Hari itu, 7 Februari 1994, saya bersama 2 teman saya lainnya, yaitu; dr. Artur Corte Real,Sp.D (alumnus FK UNUD yang mendapatkan gelar Spesialis Penyakit Dalam dari Universitas St. Tomas Filipina/saat ini sedang melanjutkan studi di FK UI, mengambil Sub Cardiologi), dan Sdr. Tadeu Francisco de Araujo (alumnus FE UNDIKNAS/mantan Ketua II IMPETTU Bali)/periode 1993-1998), diberi sejumlah uang oleh Bapak Manuel Carrascalao.

Bermodalkan uang pemberian Bapak Manuel Carrascalao, saya langsung booking tiket pesawat pada 7 Februari 1994. Pada 8 Februari 1994, saya menuju Dili. Pada 14 Februari 1994, saya menuju Atsabe. Sekadar informasi, kota Atsabe adalah sebuah kota kecil, yang terletak sekitar 95 KM sebelah barat daya kota Dili. Di kota inilah Presiden Timor Leste saat ini, Prof. Em. Jose Manuel Ramos Horta, tumbuh dan berkembang. Dulu, jaman Portugis, ayah Beliau, Manuel Horta, menjabat sebagai Admnistrador Kecamatan Atsabe.

Juga di kota inilah lahir salah satu “Bangsawan Timor Leste”, yang ikut menanda-tangani Declarasi Balibo, yaitu Raja Guilherme Maria Goncalves (mantan Gubernur Tim-Tim kedua). Wilayah Kecamatan Atsabe adalah satu-satunya wilayah di Timor Leste yang dikenal sebagai; Daerah Bali. Mengapa dijuluki demikian? Belum saatnya untuk dibahas di sini. Barang kali karena Atsabe dijuluki sebagai “Daerah Bali” itulah, saya yang kebetulan kelahiran Atsabe betah tinggal di Bali hingga saat ini.

Setelah berada di kota Atsabe, pada 17 Februari 1994, saya dan serombongan pria mencoba berangkat ke Bukit Sion. Tapi hari itu jalur yang akan kami lalui sedang terjadi kontak senjata antara TNI dan Falintil. Terjadi kejar-kejaran antara TNI dan Falintil. Hari itu salah satu anggota Falintil bernama Pedro, ibu jarinya putus terkena tembakan TNI. Saat ini yang bersangkutan masih hidup.

Gara-gara kontak senjata pada 17 Februari 1994, kami lari kocar-kacir, kembali ke Atsabe. Orang-orang yang sebelumnya sudah bersedia mendampingi saya ke Bukit Sion, mengurungkan niat mereka. Mereka menyarankan, sebaiknya kepergian ke Bukit Sion dibatalkan saja, karena sedang tidak aman. Mereka pada ketakutan karena trauma. Akhirnya malam itu saya datang berdoa di Gereja St.
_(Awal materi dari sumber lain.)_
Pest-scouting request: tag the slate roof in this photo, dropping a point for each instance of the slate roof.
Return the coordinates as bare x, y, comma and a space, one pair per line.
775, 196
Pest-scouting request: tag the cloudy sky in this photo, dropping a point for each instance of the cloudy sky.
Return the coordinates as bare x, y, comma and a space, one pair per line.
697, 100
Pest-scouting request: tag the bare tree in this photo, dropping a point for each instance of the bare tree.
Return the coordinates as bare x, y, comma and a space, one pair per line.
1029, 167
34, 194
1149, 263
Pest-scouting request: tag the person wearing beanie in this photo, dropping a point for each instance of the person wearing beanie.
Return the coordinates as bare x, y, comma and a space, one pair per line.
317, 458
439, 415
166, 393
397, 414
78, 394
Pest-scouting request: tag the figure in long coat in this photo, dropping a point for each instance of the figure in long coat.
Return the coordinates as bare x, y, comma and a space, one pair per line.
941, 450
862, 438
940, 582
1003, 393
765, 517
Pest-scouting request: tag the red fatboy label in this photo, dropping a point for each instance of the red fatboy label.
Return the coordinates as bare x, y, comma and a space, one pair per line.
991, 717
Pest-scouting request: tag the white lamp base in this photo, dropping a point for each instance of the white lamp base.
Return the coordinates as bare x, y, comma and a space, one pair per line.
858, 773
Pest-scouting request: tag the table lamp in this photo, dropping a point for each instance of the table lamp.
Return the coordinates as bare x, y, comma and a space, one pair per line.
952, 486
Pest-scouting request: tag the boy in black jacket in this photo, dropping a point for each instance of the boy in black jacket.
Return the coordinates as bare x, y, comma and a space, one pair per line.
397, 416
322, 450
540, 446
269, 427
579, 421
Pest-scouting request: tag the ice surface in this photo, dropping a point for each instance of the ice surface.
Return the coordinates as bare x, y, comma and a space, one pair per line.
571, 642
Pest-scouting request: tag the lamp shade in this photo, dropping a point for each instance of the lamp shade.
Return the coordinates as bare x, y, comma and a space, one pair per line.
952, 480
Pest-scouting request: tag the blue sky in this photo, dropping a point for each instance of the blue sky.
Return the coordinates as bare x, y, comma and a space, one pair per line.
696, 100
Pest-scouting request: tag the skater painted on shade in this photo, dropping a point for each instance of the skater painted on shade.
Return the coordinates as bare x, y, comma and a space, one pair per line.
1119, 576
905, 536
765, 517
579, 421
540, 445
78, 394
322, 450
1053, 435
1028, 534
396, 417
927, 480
Yoseph di kota Atsabe. Saya berdoa di sana lama sekali hingga tengah malam. Dalam keadaan trance, St. Yoseph menampakkan diri dan berjanji akan mengirimkan seekor anjing untuk membimbing saya menuju Bukit Sion. Malam itu saya tertidur di dalam Gereja St. Yoseph. Dinginnya minta ampun. Rasanya tulang ini mau patah.

Sekadar info untuk diketahui, Gereja Atsabe Pelindungnya (Padroeira) adalah Santo Yoseph, karena konon, pada abad pertengahan St. Yoseph pernah menampakkan diri di sebuah bukit bernama Sosara yang terletak di Desa Laklo Kecamatan Atsabe.

Nama depan Presiden Timor Leste saat ini, Jose, (Manuel Ramos Horta), diadopsi dari nama Paroki Santo Yoseph Kecamatan Atsabe. Presiden Timor Leste; Prof. Em. Jose Manuel Ramos Horta, dibaptis di Gereja Sao Jose (baca: Saung Juze).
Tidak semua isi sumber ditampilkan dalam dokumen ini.